Our cars are being programmed to kill us.

Driverless cars will have to make life or death decisions for us - some already have - and it’s something we should probably be talking much more about.

Driverless cars present a kind of high-tech trolley problem. Imagine your car is shuttling you along the road when a street sign detaches itself and comes tumbling down toward your windscreen.

Now, imagine this is a small, single-lane road with footpaths on either side. On one footpath is a child, on the other side, an elderly person.

You have no time to take over and make the decision yourself - so your car must choose to swerve towards (and potentially kill) the child, the adult, or to collide with the falling sign.

A lot must be factored in to this kind of decision-making - how does an algorithm prioritise one life over another? Is it appropriate to do so? Should your car choose to kill its driver, and would you buy one if you knew it might?

Driverless cars will be safer than those operated by humans – but will we be comfortable swapping fatalities caused by human error for those decided by raw, probabilistic machine thinking?

MIT researchers recently set up a giant, global survey called the Moral Machine to pose these kinds of questions to people worldwide.

The experiment presented participants with unavoidable accident scenarios like the one above, imperilling various combinations of pedestrians and passengers.

Participants decided which course the car should take on the basis of which lives it would spare. The Moral Machine ended up recording almost 40 million such decisions.

It found people generally want their cars to spare the largest number of lives, prioritising the young, and valuing humans over animals.

There were some interesting findings among these – such as France exhibiting a strong preference for sparing women and athletic individuals, and participants from countries with greater income inequality being more likely to take social status into account when deciding who to spare.

Is it right to program a computer to decide that the life of an elderly person is worth less than a young life, or that the rich are more valuable than the poor?

An earlier study found most people wanted driverless cars to choose to save the lives of pedestrians – even if it meant causing its passengers to die instead.

However, most people also said they would prefer to ride in a driverless car that protected its own passengers at all costs.

Their interest in these cars decreased further in scenarios where their family members were passengers.

It is possible that the wide variety of moral standards may be reflected in the market for driverless cars.

“It is not difficult to imagine the segmentation of the autonomous car market,” says Professor Mary-Anne Williams, Director of Disruptive Innovation at the Office of the Provost at the University of Technology Sydney (UTS).

“Cars that always sacrifice the passengers might sell for 10 per cent of cars that preserve them. Wealthy people may be happy to subsidise the technology to obtain guarantees of protection.

“One can imagine a new insurance industry built on the need to service people who can pay for personal security on the roads and as pedestrians - a subscription service that prioritises life according to the magnitude of premiums.”

These questions remain hypothetical while self-driving cars are in their infancy, and the manufacturers have been pretty tight-lipped about how potentially fatal decisions will be made in the near future.

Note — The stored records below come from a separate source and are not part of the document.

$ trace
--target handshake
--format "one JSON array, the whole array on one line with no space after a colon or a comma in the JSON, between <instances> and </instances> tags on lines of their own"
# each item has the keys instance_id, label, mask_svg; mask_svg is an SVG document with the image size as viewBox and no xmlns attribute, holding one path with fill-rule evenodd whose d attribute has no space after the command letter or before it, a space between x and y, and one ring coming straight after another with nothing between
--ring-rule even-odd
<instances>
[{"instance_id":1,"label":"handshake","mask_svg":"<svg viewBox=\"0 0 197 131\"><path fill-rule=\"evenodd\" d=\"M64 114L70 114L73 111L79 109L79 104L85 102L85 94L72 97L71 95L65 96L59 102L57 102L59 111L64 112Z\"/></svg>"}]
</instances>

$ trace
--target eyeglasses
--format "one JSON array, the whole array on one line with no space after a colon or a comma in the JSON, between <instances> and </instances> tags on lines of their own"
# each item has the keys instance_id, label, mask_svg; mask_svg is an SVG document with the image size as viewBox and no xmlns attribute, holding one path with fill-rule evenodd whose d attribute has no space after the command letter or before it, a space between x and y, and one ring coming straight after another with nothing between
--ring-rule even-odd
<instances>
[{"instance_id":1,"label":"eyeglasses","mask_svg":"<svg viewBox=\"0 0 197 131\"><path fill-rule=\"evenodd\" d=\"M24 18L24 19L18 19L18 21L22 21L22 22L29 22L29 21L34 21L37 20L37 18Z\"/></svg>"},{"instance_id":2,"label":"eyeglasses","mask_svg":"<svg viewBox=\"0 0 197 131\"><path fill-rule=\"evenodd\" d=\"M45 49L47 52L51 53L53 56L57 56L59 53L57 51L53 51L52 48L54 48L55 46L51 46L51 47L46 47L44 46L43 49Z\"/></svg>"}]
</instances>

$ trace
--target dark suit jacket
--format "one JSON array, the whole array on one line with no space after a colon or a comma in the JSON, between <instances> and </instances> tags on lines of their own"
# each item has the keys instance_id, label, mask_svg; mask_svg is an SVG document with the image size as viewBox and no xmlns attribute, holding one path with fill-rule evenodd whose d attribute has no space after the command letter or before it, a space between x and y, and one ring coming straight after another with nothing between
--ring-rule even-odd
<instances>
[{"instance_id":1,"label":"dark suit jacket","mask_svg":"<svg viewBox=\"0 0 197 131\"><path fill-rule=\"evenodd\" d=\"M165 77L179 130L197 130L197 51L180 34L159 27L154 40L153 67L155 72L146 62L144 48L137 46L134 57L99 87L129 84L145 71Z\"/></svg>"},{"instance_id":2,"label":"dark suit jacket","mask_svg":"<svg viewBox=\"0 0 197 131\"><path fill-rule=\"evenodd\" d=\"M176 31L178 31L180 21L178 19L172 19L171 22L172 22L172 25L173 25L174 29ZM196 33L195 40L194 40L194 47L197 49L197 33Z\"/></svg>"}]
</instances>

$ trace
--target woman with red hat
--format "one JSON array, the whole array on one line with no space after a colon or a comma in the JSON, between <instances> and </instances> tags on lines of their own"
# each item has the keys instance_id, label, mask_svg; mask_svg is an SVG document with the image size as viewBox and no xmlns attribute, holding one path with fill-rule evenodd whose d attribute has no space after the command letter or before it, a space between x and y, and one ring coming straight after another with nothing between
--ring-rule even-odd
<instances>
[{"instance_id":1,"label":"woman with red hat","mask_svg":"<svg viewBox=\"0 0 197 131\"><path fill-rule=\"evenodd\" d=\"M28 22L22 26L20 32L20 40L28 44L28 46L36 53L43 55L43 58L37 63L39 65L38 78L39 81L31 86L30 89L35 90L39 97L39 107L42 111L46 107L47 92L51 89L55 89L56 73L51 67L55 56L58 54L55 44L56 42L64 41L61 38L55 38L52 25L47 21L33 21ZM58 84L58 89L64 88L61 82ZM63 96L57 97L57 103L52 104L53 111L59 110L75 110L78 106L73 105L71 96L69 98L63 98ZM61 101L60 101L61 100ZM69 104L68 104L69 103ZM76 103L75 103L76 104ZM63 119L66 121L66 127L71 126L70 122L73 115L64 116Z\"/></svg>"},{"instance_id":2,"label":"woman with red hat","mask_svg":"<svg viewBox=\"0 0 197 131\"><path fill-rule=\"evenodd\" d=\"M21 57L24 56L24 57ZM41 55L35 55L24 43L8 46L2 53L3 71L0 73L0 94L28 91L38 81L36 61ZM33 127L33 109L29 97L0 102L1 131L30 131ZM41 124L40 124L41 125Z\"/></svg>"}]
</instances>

The self-driving car fatalities recorded so far have been because of human error (last-second, erratic movements, or drivers of only partly autonomous cars not maintaining appropriate levels of attention and control) and technological issues (sensors misidentifying vehicles, pedestrians and non-mobile hazards).

The drive to introduce these cars for economic gain is stronger than the drive to make them safe, so without significant public pressure it is sadly likely that moral decisions will be exposed only by picking apart fatalities after the fact.

For the software engineers who actually program these decisions, there is the IEEE code of ethics, which imposes a duty to:

“Approve software only if they have a well-founded belief that it is safe, meets specifications, passes appropriate tests, and does not diminish quality of life, diminish privacy or harm the environment.”

However, given that driverless cars will only become safer and safer compared to human drivers, it may not be long before we are questioning the ethics of having a person behind the wheel at all.

When people were asked whether they would buy an autonomous vehicle (AV) if government regulations enforced programming aimed at saving the lives of others, their interest dropped by two-thirds.

“Our results suggest that such regulation could substantially delay the adoption of AVs, which means that the lives saved by making AVs utilitarian may be outnumbered by the deaths caused by delaying the adoption of AVs altogether,” the researchers warned.